Am I the only one who thinks this whole Kony director meltdown thing is totally fucking splendid?! I mean besides all the raping and the killing and genocide and shit. I’m talking about the white dude losing his shit, nude in broad daylight on a street corner?! I mean I totally feel for the dude. When I lost my job at the Sizzler and Trish broke up with me and I got them bunk rolls that turned out to be PCP… lets just say it was a emotionally cleansing experience, but wow, this guy is… hopefully he’s just really into the whole viral marketing thing. If not, maybe spend a couple of those bucks you made on some good therapy. Maybe save James Russel before you save the world. hmmm?
Either way, thank you for making your 15 minutes so fucking epic!
*** and don’t get all “This poor man is in the hospital!” on me, ok? Have you ever been to a Grateful Dead show? There were always about 50 nude white dudes loosing their shit at every show. They even had their own section right next to the handicapable section.
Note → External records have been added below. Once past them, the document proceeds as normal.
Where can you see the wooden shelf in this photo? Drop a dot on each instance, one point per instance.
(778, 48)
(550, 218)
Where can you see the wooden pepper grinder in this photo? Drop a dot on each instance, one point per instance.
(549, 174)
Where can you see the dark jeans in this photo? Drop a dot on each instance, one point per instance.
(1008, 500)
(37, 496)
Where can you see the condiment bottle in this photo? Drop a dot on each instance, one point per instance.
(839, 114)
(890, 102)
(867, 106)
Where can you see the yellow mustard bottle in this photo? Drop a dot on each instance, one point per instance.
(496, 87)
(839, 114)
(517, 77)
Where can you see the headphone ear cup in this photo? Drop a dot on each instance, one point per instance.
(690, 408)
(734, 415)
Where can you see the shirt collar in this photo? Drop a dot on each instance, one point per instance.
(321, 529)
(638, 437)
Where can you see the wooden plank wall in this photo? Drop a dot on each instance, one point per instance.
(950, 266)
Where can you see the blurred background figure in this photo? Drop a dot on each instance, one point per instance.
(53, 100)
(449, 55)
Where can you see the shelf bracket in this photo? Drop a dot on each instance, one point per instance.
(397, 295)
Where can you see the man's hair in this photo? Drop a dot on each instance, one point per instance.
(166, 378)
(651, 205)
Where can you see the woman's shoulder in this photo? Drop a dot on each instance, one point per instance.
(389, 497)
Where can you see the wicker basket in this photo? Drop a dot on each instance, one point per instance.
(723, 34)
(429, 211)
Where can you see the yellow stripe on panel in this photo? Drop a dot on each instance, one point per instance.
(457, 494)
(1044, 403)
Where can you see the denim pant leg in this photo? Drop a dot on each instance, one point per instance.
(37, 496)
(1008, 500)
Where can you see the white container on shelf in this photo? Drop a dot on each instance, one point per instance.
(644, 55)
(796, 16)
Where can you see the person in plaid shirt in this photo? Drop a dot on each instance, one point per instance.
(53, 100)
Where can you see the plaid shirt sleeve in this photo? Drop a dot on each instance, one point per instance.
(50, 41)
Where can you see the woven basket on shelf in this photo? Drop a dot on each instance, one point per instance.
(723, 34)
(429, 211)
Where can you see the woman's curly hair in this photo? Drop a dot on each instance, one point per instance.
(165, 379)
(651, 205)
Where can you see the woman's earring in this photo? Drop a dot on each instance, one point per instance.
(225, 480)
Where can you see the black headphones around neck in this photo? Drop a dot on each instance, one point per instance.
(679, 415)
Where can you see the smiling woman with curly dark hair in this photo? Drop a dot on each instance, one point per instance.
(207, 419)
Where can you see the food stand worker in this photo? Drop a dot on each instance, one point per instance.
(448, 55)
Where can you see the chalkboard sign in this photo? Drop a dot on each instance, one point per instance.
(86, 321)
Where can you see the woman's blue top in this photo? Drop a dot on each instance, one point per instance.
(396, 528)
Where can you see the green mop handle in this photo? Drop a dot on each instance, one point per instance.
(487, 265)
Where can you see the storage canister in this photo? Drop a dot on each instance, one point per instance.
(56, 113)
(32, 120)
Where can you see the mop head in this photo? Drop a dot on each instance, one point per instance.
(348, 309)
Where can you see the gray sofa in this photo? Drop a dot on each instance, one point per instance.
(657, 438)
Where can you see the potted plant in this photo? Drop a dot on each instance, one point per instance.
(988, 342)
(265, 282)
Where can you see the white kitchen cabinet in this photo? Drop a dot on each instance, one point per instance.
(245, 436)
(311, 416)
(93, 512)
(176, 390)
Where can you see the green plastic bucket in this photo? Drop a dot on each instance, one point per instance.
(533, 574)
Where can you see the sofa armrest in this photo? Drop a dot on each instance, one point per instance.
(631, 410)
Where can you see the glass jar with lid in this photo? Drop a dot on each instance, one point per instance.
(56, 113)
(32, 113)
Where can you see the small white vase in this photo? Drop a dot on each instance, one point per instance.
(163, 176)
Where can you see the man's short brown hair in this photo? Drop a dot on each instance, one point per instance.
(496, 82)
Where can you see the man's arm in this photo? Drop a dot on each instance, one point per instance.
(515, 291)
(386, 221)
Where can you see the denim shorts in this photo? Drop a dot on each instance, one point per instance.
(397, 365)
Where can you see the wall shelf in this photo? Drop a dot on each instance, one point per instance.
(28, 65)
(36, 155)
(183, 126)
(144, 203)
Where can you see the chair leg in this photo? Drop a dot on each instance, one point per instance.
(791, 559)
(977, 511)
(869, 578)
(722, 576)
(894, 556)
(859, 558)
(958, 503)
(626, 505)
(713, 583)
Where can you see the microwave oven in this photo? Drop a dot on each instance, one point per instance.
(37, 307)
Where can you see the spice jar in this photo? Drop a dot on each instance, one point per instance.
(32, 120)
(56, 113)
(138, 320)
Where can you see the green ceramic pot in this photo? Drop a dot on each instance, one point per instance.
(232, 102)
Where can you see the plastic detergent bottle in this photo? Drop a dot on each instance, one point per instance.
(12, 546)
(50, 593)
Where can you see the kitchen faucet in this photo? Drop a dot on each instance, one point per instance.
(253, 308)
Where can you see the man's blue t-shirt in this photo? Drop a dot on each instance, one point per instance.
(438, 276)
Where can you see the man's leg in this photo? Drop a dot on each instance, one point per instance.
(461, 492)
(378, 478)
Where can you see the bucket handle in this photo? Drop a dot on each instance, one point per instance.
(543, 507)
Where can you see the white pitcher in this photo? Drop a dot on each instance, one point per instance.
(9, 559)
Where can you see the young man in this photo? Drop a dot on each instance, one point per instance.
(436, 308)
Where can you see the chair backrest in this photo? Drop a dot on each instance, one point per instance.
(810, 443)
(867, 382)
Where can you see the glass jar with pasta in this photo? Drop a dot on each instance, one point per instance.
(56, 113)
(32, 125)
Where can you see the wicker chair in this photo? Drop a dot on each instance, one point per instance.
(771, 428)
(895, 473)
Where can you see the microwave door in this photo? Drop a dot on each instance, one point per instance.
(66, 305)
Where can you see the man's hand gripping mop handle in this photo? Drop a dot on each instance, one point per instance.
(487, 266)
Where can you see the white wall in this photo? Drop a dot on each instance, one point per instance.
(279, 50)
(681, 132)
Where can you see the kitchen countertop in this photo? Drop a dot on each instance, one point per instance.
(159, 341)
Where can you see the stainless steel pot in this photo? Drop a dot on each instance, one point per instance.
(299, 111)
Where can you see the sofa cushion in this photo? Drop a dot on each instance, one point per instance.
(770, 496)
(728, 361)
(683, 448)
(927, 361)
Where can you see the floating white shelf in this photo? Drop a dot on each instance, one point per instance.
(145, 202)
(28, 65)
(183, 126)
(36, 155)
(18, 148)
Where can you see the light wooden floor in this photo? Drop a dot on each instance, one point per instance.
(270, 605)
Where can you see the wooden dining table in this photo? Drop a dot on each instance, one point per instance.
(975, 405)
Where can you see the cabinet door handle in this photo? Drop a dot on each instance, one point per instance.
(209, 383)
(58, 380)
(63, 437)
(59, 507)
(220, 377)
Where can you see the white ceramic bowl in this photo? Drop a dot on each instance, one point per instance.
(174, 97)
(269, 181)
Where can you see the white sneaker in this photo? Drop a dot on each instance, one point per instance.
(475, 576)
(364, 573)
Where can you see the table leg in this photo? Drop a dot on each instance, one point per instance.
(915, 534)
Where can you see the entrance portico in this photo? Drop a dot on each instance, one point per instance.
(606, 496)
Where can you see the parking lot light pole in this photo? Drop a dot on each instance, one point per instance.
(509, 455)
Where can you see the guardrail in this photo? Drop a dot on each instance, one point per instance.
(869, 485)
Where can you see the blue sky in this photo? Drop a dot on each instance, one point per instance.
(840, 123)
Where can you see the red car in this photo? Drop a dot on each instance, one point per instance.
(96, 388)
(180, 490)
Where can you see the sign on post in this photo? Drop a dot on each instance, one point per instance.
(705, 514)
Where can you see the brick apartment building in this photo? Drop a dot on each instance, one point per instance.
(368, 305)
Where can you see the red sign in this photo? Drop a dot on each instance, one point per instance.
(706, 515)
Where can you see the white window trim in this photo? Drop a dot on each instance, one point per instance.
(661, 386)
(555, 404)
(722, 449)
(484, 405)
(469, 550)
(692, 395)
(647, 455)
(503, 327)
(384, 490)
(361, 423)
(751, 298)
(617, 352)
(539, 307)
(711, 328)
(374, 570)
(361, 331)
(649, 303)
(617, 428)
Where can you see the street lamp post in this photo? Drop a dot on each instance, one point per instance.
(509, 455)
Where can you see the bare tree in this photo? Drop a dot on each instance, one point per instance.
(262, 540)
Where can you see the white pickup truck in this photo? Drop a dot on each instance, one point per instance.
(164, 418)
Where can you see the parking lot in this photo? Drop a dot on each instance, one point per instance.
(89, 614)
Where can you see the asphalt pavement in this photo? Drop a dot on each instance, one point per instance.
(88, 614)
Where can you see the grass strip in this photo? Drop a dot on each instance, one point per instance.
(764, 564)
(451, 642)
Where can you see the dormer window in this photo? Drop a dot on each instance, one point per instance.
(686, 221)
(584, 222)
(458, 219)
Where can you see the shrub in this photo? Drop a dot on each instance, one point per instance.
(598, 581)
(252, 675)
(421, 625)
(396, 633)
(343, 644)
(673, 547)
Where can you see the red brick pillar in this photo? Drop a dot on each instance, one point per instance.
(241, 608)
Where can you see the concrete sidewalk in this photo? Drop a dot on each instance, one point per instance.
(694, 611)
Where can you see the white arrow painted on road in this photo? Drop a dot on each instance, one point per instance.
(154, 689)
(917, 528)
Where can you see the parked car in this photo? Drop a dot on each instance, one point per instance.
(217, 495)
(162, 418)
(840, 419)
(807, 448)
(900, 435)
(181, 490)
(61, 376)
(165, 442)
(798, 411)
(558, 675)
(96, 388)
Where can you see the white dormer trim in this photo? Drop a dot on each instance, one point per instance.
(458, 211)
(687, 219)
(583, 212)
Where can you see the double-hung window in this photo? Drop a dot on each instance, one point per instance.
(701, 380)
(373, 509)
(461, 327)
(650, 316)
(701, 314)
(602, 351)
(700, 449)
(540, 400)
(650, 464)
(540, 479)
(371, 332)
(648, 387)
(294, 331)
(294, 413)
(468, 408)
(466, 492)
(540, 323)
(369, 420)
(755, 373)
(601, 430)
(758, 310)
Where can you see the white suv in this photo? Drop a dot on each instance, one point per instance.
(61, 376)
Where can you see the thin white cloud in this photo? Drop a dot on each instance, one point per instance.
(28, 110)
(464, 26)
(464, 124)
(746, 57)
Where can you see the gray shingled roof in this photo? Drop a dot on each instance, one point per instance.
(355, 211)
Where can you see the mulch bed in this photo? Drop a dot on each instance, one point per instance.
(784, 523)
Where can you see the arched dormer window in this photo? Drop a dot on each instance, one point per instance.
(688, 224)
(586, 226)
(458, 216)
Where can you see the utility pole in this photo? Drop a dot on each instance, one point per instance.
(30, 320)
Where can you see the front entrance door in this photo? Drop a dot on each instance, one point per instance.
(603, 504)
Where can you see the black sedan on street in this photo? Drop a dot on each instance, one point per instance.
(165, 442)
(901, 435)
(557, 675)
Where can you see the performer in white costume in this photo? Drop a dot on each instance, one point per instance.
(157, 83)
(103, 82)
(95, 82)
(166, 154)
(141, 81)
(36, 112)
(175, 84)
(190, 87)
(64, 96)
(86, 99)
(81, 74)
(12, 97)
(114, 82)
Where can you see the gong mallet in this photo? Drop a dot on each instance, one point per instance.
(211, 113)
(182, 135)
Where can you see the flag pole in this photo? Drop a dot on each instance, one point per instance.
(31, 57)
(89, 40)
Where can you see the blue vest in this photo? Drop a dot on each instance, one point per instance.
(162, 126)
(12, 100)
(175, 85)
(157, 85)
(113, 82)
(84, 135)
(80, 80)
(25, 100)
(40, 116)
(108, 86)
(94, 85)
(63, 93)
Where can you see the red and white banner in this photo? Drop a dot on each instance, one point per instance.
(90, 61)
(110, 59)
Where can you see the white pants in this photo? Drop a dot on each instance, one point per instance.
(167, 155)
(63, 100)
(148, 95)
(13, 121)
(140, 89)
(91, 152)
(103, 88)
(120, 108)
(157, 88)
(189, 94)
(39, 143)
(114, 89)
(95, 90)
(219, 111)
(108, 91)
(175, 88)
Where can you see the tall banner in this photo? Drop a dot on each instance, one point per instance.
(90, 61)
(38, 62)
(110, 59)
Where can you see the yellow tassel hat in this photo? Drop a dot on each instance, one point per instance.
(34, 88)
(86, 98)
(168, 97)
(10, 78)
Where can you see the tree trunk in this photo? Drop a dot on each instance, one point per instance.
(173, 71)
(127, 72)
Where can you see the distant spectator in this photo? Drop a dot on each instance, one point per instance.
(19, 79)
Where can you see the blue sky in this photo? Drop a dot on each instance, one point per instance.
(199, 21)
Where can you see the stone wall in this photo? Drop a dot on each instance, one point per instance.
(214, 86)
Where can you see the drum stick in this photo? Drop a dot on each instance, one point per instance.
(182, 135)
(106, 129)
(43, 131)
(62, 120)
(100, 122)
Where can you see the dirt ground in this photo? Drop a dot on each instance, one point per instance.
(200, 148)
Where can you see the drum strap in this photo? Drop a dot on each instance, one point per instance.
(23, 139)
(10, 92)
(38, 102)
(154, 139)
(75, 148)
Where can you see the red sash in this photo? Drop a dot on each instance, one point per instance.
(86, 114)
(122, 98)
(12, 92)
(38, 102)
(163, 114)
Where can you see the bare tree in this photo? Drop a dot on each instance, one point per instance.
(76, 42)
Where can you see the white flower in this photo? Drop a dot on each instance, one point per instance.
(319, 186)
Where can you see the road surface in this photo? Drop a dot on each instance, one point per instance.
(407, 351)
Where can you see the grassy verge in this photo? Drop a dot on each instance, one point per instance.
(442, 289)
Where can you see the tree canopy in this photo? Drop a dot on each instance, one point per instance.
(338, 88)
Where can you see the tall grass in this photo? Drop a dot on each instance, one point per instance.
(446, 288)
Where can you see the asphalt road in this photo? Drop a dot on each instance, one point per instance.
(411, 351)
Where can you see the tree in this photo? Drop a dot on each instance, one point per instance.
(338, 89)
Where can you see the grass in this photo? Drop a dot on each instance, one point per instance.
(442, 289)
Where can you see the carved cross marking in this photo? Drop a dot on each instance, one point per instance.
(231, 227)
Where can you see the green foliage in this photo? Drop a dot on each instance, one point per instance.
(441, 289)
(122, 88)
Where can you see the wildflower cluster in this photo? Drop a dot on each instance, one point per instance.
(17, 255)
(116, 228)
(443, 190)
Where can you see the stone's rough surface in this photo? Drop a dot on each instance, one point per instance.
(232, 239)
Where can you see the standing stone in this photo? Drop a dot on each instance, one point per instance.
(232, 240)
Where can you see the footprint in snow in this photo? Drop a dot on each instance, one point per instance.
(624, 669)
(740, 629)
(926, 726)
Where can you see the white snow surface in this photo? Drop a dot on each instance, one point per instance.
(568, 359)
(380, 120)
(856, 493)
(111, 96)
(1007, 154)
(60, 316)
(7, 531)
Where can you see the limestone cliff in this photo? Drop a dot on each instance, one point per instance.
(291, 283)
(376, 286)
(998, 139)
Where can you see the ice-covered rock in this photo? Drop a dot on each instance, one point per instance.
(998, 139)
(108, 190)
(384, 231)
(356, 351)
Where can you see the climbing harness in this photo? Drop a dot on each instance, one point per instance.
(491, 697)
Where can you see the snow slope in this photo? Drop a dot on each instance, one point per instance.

White guy loosing his shit, nude in public, is a right of passage. We have no more better ritual than signifying our complete bewildering agony at living in a horrific world in which white dudes like us have basically tortured humanity as soon as it crawled out of the ocean. We got billions of years of guilt hardwired into our boring, terrified flesh. So congrats on joining the club of human fucking beings Jason Russel! We are all nuts.